The next time I go all dreamy-eyed over some new camera gadget, I’m going to pull this pic out and remind myself that the camera is a tool. That’s it, nothing more, a tool. Photography is truly about learning to see, not the equipment you use. Granted, a better macro lens could help me with a good depth of field, but I think the light was more to blame than my current lens.
I was meandering around a creek bed trying to catch a frog in a good photo spot when I saw this little guy. Actually, I didn’t see him – not the first time. I looked again and saw what I thought was a leaf.
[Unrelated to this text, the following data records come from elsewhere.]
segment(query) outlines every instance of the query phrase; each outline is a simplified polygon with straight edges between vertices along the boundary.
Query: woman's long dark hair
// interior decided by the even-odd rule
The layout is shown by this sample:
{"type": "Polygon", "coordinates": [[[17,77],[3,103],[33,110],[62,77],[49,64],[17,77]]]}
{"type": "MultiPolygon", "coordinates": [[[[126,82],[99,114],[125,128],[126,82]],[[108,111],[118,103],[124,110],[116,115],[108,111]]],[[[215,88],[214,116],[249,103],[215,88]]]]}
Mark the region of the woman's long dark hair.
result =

Unlike the frogs, he obligingly stayed in one spot while I tried to get a good shot of him.
I must admit, my ability to see and translate that to good photographs is rather dependent on my mood at the time. When I first head out on a hike, everything is beautiful and I can’t wait to photograph it. It goes something like this:
- Heading out – me: oh wow, look at that light coming through the trees! I have to get a pic of that! Ooooo is that a frog?
- Halfway through – me: trees. That’s it here, nothing to see but trees. Do you know how hard it is to get a decent pic of just trees?
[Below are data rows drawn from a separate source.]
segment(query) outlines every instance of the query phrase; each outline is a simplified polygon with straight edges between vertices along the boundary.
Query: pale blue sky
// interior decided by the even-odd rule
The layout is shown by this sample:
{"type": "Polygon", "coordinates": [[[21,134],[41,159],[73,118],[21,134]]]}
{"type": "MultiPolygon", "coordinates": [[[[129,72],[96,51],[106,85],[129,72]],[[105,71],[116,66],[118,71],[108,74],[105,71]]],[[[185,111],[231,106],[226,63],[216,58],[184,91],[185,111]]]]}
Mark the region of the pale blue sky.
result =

- 3/4 of the hike later – me: my feet hurt. I’m getting a blister. Screw this stuff, I’m tired. Picture? Not happening.
- Almost to the car – me: I can do this….one foot…at a time….. just one more….
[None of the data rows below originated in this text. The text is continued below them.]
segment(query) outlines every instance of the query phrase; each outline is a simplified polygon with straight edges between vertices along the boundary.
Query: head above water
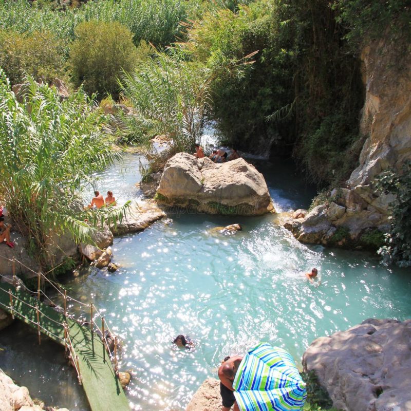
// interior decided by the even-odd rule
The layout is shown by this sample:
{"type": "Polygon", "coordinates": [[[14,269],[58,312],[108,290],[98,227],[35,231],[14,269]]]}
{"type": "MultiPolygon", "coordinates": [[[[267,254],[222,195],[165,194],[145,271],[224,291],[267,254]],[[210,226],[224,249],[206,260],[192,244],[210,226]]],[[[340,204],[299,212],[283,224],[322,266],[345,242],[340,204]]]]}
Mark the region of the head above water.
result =
{"type": "Polygon", "coordinates": [[[181,346],[185,347],[187,344],[187,342],[185,341],[185,337],[181,334],[179,335],[177,335],[173,342],[180,347],[181,346]]]}

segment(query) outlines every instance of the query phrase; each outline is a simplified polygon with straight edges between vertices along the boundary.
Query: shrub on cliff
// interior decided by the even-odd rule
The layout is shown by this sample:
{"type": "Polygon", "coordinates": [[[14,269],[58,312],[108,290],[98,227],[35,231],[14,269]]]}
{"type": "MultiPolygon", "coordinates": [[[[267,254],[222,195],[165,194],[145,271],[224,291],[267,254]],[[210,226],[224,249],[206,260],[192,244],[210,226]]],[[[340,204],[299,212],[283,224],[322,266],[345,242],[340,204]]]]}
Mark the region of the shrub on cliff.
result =
{"type": "Polygon", "coordinates": [[[46,83],[64,76],[63,50],[62,42],[47,31],[0,30],[0,67],[13,84],[21,83],[26,73],[46,83]]]}
{"type": "Polygon", "coordinates": [[[134,67],[137,59],[133,34],[119,23],[92,21],[79,25],[70,46],[70,65],[74,85],[83,84],[89,95],[118,97],[117,79],[134,67]]]}
{"type": "Polygon", "coordinates": [[[101,131],[105,117],[94,103],[82,90],[60,101],[55,89],[30,77],[24,88],[20,104],[0,69],[0,198],[44,267],[53,233],[89,241],[95,232],[90,224],[115,221],[124,209],[91,212],[76,203],[82,182],[116,158],[101,131]]]}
To be fair, my hikes are usually not nice gentle walks. Noooo I have to pick the ones with the gorges, the steep hills, the honest to goodness mountains. I thought my heart would explode on one Catskill hike, but I got that far and I wasn’t going to quit. Nope. I could barely walk the next day, but it was worth it.
To be completely honest, I’m not really a hard-core hiker. I’m casual, out of shape, with no muscles to speak of. Casual hikes are boring though – like walking around your neighborhood. I like the cool stuff that offers good photographic opportunities. I guess eventually I’ll get into shape if I crawl up one more mountain or two.